Qual o contributo do CEBAM na promoção da evangelização?
A CEBAM está a apostar mais na evangelização profunda em África. De acordo com a sua missão, desde a nossa nomeação conseguimos organizar seminários para avaliar o estado do apostolado público em África, para as três línguas linguísticas do Simpósio: língua inglesa, língua francesa e língua portuguesa.
A comparação é que em outros países o apostolado público está organizado, como o Gana, os Camarões, a RD Congo, Moçambique, Angola, etc.
O nosso deve é, portanto, ajudar as conferencias episcopais a está apostado onde ainda não existe e a fortaleza que já o tem. Tínhamos iniciado iniciados, que infelizmente foram retardadas pela pandemia de Covid 19. No entanto, continuamos esta missão, apesar das dificuldades financeiras.
As atividades que Conseguiu organizam?
Organizamos conferências internacionais sobre "a Bíblia e a oralidade" em 2018, cujas obras são publicadas, a segunda sobre "a Bíblia e os jovens", depois uma terceira que abordará "a Bíblia e as mulheres".
O CEBAM tem também apoiado algumas dioceses que organizam atividades como o ano da Bíblia (no Quenia) com a animação de encontros semanais, através do apoio de manuais e documentos relativos ao apostolado bíblico, etc.

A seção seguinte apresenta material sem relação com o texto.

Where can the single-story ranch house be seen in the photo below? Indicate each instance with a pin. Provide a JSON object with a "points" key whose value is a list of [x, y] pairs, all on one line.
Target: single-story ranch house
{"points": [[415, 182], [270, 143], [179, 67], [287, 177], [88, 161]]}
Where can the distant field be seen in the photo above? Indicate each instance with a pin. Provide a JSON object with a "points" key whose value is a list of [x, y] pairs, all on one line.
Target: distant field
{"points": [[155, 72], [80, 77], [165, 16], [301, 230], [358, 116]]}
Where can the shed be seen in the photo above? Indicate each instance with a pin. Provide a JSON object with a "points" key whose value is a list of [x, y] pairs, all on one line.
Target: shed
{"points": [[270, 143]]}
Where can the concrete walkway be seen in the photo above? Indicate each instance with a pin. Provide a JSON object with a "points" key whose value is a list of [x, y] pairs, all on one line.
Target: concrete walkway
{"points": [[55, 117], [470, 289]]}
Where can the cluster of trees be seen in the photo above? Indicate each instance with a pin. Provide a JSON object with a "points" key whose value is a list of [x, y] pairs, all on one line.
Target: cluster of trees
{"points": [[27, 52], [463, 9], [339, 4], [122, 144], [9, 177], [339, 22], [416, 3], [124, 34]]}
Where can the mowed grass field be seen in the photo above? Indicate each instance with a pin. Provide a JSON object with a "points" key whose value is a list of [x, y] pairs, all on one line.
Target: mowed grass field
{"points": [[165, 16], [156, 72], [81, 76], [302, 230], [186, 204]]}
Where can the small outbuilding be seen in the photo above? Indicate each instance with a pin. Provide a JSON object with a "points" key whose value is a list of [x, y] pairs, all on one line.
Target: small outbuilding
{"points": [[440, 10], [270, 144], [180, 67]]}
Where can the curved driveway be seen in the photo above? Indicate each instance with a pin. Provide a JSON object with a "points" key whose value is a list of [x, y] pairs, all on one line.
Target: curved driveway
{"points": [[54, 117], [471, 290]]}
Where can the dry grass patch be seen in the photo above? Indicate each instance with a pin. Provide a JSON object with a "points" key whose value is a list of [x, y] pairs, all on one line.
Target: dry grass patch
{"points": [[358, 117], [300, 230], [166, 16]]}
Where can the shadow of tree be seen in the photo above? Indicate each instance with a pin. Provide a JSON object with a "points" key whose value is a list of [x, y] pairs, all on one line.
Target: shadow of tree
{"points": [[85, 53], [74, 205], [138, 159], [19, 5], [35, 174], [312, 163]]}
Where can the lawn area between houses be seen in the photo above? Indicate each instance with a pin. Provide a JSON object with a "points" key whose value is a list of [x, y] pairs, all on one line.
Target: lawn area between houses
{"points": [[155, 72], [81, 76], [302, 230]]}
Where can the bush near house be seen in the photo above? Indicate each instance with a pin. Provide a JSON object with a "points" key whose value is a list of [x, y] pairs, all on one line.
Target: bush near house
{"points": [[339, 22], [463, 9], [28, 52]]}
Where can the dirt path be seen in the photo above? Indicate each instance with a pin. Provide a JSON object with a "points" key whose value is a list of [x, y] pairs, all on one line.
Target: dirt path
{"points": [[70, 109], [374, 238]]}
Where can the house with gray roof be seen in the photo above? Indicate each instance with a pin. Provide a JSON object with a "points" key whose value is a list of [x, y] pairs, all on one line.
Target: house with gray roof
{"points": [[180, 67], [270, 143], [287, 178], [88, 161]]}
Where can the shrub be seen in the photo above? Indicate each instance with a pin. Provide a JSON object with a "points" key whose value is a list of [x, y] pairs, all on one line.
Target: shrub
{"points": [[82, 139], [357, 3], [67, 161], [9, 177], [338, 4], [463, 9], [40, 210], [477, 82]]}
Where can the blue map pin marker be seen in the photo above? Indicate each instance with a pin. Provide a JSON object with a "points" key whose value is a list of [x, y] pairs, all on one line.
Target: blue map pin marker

Há um ano desenvolvemos também um site que disponibiliza uma base de dados contendo documentos que possam julgar no plano e na estruturação do apostolado bíblico nas Igrejas particulares.
Alguma perspectiva?
Em perpetua, estamos a trabalhar no desenvolvimento das infra-estruturas do CEBAM: por exemplo, a construção em Nairobi de um edifício sób a forma de centro de recepção e conferências; o desenvolvimento do instituto de tradução da Bíblia para as línguas locais; o desenvolvimento de outro território na RD Congo para apoiar o apostolado bíblico e para o auto-sustento.
A acessibilidade da Bíblia aos internos é uma das nossas prioridades. Por um lado, oferecemos no nosso site links para congregações cujo carisma se baseia no apostolado bíblico. Por outro lado, incentivamos a produção e distribuição de conteúdos bíblicos (texto, áudio e vídeo) por sacerdotes, religiosos, leigos, etc.